Our afternoon led us through some of the most beautiful and varied terrain I have ever laid eyes on: Sweeping Jeep trails floated down into little grassy valleys and short bursts of hill climbs led us over ridges and through dried-up creeks. Every corner had me wishing I had charged my GoPro camera so  I could relive riding through the vibrant green foliage that was whizzing past my helmet. 

Rattlesnake Ridge was our final difficult option of the day. In an effort to let the faster riders have a bit more freedom, we changed the order—my friend Cass took off down the trail with no hesitation at all. I had considered skipping this trail to meet them at the end, but I took a deep breath and plunged in, taking up the rear of the group and promising myself that it would be worth it.

a person rides a bike on a forest trail

Pinched and panicked

The first twists in the trail gave way to a flat outcropping of rock; the tree canopy was dense overhead and skinny young saplings were scattered throughout, just waiting to clip an errant handlebar. To my surprise, I quickly caught up with the group, as two of them were working to back a bike out of a pinch between two small trees. I knew I was the slowest of the six, and in the interest of not being left too far behind, I tiptoed around them and bounded down the rocky trail ahead. 

My joy was short-lived—I picked up a little too much speed and panic-braked myself into a tree, stopping with one foot braced on a boulder and miraculously staying upright with an arm wrapped around the offending trunk. The women who had stopped behind me whirled past and once again I was at the rear of the pack. Getting going, I stopped to help my friend Chin get her bike upright and told her I was taking it slow, eager to get back to the main trail. Maybe I would be skipping the final difficult option after all. 

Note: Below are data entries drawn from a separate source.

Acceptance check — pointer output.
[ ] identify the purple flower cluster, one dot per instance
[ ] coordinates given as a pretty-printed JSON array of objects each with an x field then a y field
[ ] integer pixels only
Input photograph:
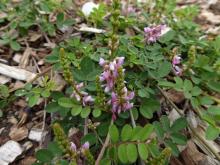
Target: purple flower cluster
[
  {"x": 85, "y": 146},
  {"x": 86, "y": 98},
  {"x": 121, "y": 103},
  {"x": 176, "y": 61},
  {"x": 153, "y": 33},
  {"x": 110, "y": 72},
  {"x": 120, "y": 100}
]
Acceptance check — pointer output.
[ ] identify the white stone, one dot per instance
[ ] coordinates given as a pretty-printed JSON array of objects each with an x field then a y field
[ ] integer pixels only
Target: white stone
[
  {"x": 88, "y": 7},
  {"x": 9, "y": 151}
]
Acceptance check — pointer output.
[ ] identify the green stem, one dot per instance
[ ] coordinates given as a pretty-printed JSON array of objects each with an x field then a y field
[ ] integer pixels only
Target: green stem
[{"x": 107, "y": 139}]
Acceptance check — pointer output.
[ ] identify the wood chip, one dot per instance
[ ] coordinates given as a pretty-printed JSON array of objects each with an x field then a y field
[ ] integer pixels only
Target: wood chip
[
  {"x": 9, "y": 152},
  {"x": 28, "y": 160},
  {"x": 13, "y": 72},
  {"x": 91, "y": 29},
  {"x": 18, "y": 134}
]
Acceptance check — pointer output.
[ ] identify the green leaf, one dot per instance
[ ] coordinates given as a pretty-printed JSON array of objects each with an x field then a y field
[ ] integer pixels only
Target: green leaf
[
  {"x": 179, "y": 124},
  {"x": 20, "y": 92},
  {"x": 33, "y": 99},
  {"x": 212, "y": 133},
  {"x": 76, "y": 110},
  {"x": 122, "y": 154},
  {"x": 85, "y": 112},
  {"x": 90, "y": 137},
  {"x": 178, "y": 138},
  {"x": 96, "y": 112},
  {"x": 136, "y": 133},
  {"x": 146, "y": 131},
  {"x": 15, "y": 45},
  {"x": 165, "y": 123},
  {"x": 158, "y": 129},
  {"x": 54, "y": 148},
  {"x": 148, "y": 107},
  {"x": 214, "y": 110},
  {"x": 132, "y": 153},
  {"x": 126, "y": 132},
  {"x": 44, "y": 155},
  {"x": 114, "y": 134},
  {"x": 214, "y": 86},
  {"x": 66, "y": 102},
  {"x": 168, "y": 36},
  {"x": 53, "y": 107},
  {"x": 60, "y": 18},
  {"x": 175, "y": 150},
  {"x": 143, "y": 151}
]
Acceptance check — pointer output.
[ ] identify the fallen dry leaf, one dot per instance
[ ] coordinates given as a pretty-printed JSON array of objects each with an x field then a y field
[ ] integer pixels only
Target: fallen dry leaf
[{"x": 18, "y": 133}]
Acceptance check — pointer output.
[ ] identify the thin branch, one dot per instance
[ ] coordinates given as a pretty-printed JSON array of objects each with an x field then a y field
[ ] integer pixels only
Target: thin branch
[
  {"x": 107, "y": 139},
  {"x": 134, "y": 125},
  {"x": 32, "y": 80}
]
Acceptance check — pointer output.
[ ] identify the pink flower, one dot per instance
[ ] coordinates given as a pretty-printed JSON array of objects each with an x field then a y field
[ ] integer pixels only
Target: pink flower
[
  {"x": 176, "y": 60},
  {"x": 101, "y": 62},
  {"x": 86, "y": 98},
  {"x": 110, "y": 72},
  {"x": 73, "y": 146},
  {"x": 122, "y": 103},
  {"x": 120, "y": 100},
  {"x": 153, "y": 33},
  {"x": 177, "y": 70},
  {"x": 131, "y": 9},
  {"x": 85, "y": 146}
]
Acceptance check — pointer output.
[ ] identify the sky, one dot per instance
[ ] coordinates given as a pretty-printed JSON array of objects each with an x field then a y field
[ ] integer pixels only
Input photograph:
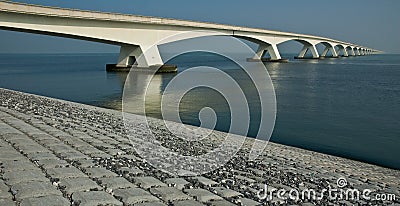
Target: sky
[{"x": 371, "y": 23}]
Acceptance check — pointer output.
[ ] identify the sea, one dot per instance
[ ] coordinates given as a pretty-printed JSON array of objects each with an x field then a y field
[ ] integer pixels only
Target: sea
[{"x": 347, "y": 107}]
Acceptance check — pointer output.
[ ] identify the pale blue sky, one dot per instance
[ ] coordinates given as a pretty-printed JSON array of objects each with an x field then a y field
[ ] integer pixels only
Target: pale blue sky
[{"x": 371, "y": 23}]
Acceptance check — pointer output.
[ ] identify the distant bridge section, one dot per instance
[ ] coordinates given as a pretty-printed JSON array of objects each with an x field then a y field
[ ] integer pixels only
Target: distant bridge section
[{"x": 136, "y": 34}]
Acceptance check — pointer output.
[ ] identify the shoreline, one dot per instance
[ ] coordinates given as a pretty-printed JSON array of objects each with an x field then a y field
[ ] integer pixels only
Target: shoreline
[{"x": 280, "y": 166}]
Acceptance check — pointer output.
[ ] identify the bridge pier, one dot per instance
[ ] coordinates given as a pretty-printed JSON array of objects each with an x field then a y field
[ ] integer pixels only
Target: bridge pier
[
  {"x": 343, "y": 51},
  {"x": 329, "y": 47},
  {"x": 358, "y": 52},
  {"x": 307, "y": 48},
  {"x": 139, "y": 57},
  {"x": 351, "y": 52},
  {"x": 272, "y": 50}
]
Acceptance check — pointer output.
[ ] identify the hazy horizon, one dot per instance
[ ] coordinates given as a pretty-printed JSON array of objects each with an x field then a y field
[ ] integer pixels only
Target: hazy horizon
[{"x": 368, "y": 23}]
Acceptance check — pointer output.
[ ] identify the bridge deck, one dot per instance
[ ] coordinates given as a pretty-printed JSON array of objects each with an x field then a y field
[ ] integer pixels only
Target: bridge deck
[{"x": 6, "y": 6}]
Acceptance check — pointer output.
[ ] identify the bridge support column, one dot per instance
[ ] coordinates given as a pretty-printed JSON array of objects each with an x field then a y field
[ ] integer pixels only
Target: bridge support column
[
  {"x": 273, "y": 51},
  {"x": 352, "y": 53},
  {"x": 133, "y": 56},
  {"x": 343, "y": 51},
  {"x": 326, "y": 50},
  {"x": 306, "y": 48}
]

We took off once more and around a bend I found my worst nightmare: a steep sandy downhill, seemingly without an end. I stopped to look around, willing a DVTR volunteer to materialize out of the forest and offer to ride my bike down for me. When no one arrived, I took a deep breath, stuck both my feet out on either side like rudders, and eased off the front brake. Sliding and slipping my way down the hill, I was nervous to look over my shoulder, expecting the next rider to blow past me at any moment. 

Asphalt under the tires

Finally, the trail turned into hard-packed dirt once again, and pausing at a wide switchback, I shut my bike off to see if I could hear Chin following behind me. A solid few minutes went by with nothing, and then, finally, the sound of an engine wound through the ridge above me. Sweeping around the corner came two brightly-clad DVTR volunteers, signifying that the trail was about to be closed. They let me know that Chin was having some trouble with her bike, but she had help with her and I could go on ahead. Another mile up the trail, I found the rest of the group, and together we made a run for the end of the option, spilling out onto a paved highway. 

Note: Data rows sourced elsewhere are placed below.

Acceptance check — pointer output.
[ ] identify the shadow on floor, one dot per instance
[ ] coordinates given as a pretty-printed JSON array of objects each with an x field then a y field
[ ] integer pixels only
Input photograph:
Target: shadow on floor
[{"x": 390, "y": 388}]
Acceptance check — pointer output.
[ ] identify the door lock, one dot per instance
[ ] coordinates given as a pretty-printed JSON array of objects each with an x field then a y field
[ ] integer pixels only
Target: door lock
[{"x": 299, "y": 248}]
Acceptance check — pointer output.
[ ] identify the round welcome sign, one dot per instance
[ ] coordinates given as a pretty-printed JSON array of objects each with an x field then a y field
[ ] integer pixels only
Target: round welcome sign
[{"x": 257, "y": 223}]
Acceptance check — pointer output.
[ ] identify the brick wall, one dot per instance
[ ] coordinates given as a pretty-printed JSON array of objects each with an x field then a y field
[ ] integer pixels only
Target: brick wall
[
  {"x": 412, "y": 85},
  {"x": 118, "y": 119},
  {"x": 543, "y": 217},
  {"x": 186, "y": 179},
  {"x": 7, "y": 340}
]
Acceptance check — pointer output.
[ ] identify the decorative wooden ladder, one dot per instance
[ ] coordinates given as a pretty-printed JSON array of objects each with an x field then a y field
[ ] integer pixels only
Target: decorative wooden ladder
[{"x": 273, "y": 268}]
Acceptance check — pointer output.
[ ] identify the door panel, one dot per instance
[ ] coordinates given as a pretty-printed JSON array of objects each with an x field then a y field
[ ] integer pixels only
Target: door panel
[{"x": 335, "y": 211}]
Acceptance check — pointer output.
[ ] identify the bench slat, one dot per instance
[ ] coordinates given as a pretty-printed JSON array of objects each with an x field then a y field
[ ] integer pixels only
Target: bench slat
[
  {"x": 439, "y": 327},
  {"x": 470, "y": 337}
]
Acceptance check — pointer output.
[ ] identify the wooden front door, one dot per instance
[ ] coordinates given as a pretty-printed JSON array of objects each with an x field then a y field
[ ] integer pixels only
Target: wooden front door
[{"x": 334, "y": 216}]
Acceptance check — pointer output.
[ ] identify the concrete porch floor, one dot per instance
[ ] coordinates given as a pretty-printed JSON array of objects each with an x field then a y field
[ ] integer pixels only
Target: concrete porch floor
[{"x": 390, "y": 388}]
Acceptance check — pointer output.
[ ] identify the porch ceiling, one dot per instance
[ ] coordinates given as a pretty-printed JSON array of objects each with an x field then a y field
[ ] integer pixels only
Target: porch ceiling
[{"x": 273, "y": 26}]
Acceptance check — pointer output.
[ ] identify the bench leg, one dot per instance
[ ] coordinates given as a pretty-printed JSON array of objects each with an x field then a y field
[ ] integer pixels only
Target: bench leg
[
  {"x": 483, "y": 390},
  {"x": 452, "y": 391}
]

Asphalt under my tires had never felt so good. 

two people in motorcycle gear stand by the side of a road in front of two bikes

We made the decision to end our adventure early, and dreaming of a cold beverage and homemade ice cream, we hustled back to the fairgrounds. Of the 115 miles marked out in the Michaux State Forest, we had spent the day winding our way through 95 of them. This was easily the longest day-in-the-dirt I had ever done, and I knew I was going to feel it the next day.

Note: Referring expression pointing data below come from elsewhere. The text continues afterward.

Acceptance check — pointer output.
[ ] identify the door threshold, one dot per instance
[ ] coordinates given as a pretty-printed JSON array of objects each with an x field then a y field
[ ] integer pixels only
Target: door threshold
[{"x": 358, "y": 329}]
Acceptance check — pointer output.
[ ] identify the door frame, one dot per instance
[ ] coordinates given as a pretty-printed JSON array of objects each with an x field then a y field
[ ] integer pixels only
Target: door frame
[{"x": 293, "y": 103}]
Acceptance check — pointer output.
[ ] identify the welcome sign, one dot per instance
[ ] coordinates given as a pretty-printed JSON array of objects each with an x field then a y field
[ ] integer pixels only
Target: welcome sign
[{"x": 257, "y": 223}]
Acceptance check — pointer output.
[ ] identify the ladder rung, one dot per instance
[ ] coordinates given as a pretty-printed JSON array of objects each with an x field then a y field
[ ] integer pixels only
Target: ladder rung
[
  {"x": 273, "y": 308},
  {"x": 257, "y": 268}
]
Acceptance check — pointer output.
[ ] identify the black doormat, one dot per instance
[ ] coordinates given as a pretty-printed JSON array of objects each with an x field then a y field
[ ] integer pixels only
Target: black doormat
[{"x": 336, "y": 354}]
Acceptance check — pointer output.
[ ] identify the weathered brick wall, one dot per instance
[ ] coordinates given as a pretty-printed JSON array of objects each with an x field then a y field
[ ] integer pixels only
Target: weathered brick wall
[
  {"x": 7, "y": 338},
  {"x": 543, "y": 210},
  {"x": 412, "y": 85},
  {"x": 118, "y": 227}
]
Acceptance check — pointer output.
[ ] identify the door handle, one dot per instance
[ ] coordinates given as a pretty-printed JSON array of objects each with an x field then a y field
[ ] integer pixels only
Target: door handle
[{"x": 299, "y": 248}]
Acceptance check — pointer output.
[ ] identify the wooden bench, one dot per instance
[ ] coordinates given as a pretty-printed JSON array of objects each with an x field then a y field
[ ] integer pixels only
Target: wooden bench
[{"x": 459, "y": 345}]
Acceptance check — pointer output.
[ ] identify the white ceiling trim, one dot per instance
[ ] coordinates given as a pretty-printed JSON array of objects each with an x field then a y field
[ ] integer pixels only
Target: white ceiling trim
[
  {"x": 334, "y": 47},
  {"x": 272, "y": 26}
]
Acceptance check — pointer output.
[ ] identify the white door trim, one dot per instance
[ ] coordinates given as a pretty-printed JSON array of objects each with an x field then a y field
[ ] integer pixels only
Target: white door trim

Whether it was fate or just very carefully applied good luck, I was thrilled to finally be a part of such a special weekend. I finally had a chance to ride off-road with friends who are scattered across the country, some of whom I had only ridden with on the street. There’s something special about a friendship that can survive a jaunt through the woods, emerging sweaty, happy, and sometimes a little banged up—but always bursting with excitement to recount the obstacles encountered on the trails. The Michaux Dual Sport is a magical and meticulously planned event—and it’ll be one that I’ll always make time for from here on out.